I don’t know.  I am merely posing a question that is on my mind.

And now I wonder.  When I am dead and gone – what will the point of my life have been?  Will anyone remember that I ever existed?  Most of us are neither famous nor infamous; does this mean that a generation after we die, it will be as though we never lived?  Who remembers their grandparents?  How many of us even know the names of our great grandparents, much less their stories?  It’s not that it particularly matters to me whether I am remembered or not; rather, my question is, “If I have not left a footprint in life, what was I doing?  Was it all a waste of time.  Was I a waste of time and space?

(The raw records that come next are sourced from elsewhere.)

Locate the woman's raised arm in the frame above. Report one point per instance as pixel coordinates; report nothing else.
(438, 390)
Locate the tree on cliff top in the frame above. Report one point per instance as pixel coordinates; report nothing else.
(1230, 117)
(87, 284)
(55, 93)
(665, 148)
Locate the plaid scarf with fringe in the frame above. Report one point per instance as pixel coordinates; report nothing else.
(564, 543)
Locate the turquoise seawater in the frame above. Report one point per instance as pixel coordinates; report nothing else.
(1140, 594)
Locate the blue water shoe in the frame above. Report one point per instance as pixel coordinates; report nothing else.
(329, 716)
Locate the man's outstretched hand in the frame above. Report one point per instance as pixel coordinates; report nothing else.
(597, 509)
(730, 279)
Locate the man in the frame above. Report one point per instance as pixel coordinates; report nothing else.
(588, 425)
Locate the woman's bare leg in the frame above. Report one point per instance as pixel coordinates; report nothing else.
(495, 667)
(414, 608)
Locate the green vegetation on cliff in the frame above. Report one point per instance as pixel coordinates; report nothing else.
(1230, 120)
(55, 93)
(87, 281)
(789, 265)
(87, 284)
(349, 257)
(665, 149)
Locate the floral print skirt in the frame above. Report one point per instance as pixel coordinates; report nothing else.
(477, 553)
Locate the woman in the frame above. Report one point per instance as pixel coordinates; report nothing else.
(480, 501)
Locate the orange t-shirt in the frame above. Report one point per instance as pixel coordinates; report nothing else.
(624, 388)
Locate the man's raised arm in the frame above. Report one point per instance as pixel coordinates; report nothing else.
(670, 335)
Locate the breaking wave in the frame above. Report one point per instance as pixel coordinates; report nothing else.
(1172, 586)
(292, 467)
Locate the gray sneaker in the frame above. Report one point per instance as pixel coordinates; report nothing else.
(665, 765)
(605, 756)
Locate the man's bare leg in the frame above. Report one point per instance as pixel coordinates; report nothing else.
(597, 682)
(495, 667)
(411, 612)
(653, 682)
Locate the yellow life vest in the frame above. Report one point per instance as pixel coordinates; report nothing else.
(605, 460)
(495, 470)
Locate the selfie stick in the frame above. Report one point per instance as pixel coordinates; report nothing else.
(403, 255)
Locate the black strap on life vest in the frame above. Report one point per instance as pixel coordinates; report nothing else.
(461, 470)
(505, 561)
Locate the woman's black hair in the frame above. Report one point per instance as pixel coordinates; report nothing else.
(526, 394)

What brings up these questions for me now?  The unwritten stories of my own ancestors and the 162 photos of the family of Mohamed Ali Pasha, which now adorn the walls of my downstairs sitting room at Mara House.  That is what is bringing up these questions for me now.

Call it synchronicity, but I only just started reading a book I bought 10 years ago by Catherine Shainberg called “Kabbalah and The Power of Dreaming – Awakening the Visionary Life“.   She writes about how everyone sees life through the lens of perception, much of it based on our own personal experiences.  But here, for me, is the interesting part –

The most powerful and constant disruption to pure perception is our GENETIC makeup,” and goes on to say, “The destiny of man is to fully embody the potential offered by the genetic structure that is given to him.  Each human being incarnates to fulfill that purpose. But human beings respond to their environment, they have the power of choice, and they function on many different levels.”

I find that interesting because, in researching my own family tree and finding similarities down through the generations, I began to take the thought, “I am the culmination of all their hopes and dreams,” rather seriously.  And with that thought, I also began to feel a responsibility to do better, not to let them down, to hold onto and build upon whatever they had tried to establish for the family.  My direct ancestors had been evicted from a small farm on the side of the road, in Ireland during famine times.  But they survived and more – that is a story for another place and time.

Leaving my burning question aside 🙂 what about the 162 + beautiful photos on the wall downstairs?  There is a story behind each one, and they are haunting me to hurry up and finish printing off their stories for you.   I hope when you come to Mara House, you will be as interested in and intrigued by their stories as I am.  While the Pharaohs are remembered on the walls of the Tombs and Temples of Egypt, Mohamed Ali and his descendants are now remembered on the walls of Mara House Luxor.